Increasing enrollment over the next 10 years also is informing the district and school board’s discussion of a potential capital bond issue for next year.
In 2014, voters twice narrowly rejected a $259 million capital bond issue which would have paid for two new schools and more classrooms in the district, plus major upgrades to North Middle School.
The bond failures have been attributed to a combination of a weak economy and lingering distrust over the school district’s decision to build a new $28.3 million administration building.
School board vice president Ted Wenta pointed out that while the district still has capital needs, putting a new bond on the ballot hasn’t been decided.
“A lot will depend on what happens at the state level,” Wenta said.
It is not known, however, how much money the Legislature will give to public schools from Initiative 1351, which mandates reduced class sizes, or from the Supreme Court’s McCleary decision, which requires the state to fully fund special education.
Until that’s resolved, “it’s kind of hard to make an informed decision” about a bond, Wenta said.
What is not in doubt is that the Everett school district is expected to see even more growth, especially in the south.
The Jan. 12 report by William L. Kendrick of Educational Data Solutions projects more than 4,000 housing units will be developed in the district by 2020, and that the total student population will rise to as many as 22,516 in 2024 from 19,221 this year.
The highest number the consultant projected for the current year was 19,146, still 279 fewer students than who actually showed up at school.
The state’s projection for this year was even lower, at 18,942.
The short-term solution to crowding has been to buy portable classrooms. The district has 84 of them this year, 12 of them at Woodside, and recently the school board approved the purchase of 16 more for the 2015-2016 school year.
Part of the reason for the planned boundary adjustment is to take the pressure off Woodside, because the latest projections have the school’s population rising to 881 by 2024, the biggest increase of all the district’s elementary schools.
Silver Lake is also over capacity, however, and its October headcount of 528 is expected to increase to 575 by 2024, even before adding in those students from Woodside.
Gunn said the district’s recent surge in growth may more likely be the result of a rebound from the recent housing bust, which caused enrollment to drop or not grow as quickly.

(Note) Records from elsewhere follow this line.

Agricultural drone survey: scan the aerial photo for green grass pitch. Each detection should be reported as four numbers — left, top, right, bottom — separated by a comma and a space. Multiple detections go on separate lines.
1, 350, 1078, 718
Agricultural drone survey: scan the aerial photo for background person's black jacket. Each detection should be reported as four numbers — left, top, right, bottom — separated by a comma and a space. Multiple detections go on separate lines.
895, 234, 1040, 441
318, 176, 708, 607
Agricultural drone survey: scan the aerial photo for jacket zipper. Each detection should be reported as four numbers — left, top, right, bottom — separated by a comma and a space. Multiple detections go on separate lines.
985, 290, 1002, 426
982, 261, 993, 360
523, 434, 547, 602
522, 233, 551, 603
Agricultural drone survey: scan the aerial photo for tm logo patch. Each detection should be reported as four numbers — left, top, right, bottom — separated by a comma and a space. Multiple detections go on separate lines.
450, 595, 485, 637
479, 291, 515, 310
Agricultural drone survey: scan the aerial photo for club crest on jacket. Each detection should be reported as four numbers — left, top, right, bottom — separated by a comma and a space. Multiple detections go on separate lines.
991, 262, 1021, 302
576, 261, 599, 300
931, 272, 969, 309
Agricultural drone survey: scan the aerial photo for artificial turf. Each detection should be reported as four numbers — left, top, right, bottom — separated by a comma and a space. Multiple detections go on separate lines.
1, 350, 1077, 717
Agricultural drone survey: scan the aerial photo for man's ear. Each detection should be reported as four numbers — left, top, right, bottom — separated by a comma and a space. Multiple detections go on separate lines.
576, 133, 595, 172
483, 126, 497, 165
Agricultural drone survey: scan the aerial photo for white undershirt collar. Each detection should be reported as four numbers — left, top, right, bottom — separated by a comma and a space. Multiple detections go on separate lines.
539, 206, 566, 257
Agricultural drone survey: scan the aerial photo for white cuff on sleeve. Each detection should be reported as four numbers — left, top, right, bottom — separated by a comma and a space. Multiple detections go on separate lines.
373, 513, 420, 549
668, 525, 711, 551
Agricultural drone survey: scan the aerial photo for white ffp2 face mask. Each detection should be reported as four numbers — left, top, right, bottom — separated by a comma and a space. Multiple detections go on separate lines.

Another reason is an overall demographic shift as the grandchildren of the Baby Boom generation enter school ages. A lot of those children moved into the Everett school district in recent years.
“We’re getting more kindergarten enrollment than the birthrate would have predicted,” Gunn said.
Board president Pam LeSesne said her primary concern is that expected growth in the district doesn’t disproportionately affect the education of kids in overcrowded schools.
LeSesne, who grew up attending crowded schools in the Los Angeles Unified School District, said overcrowding “changes the whole dynamic of your education.”
“I don’t know of any parent who would automatically choose to put their child into a school that is overcrowded,” she said.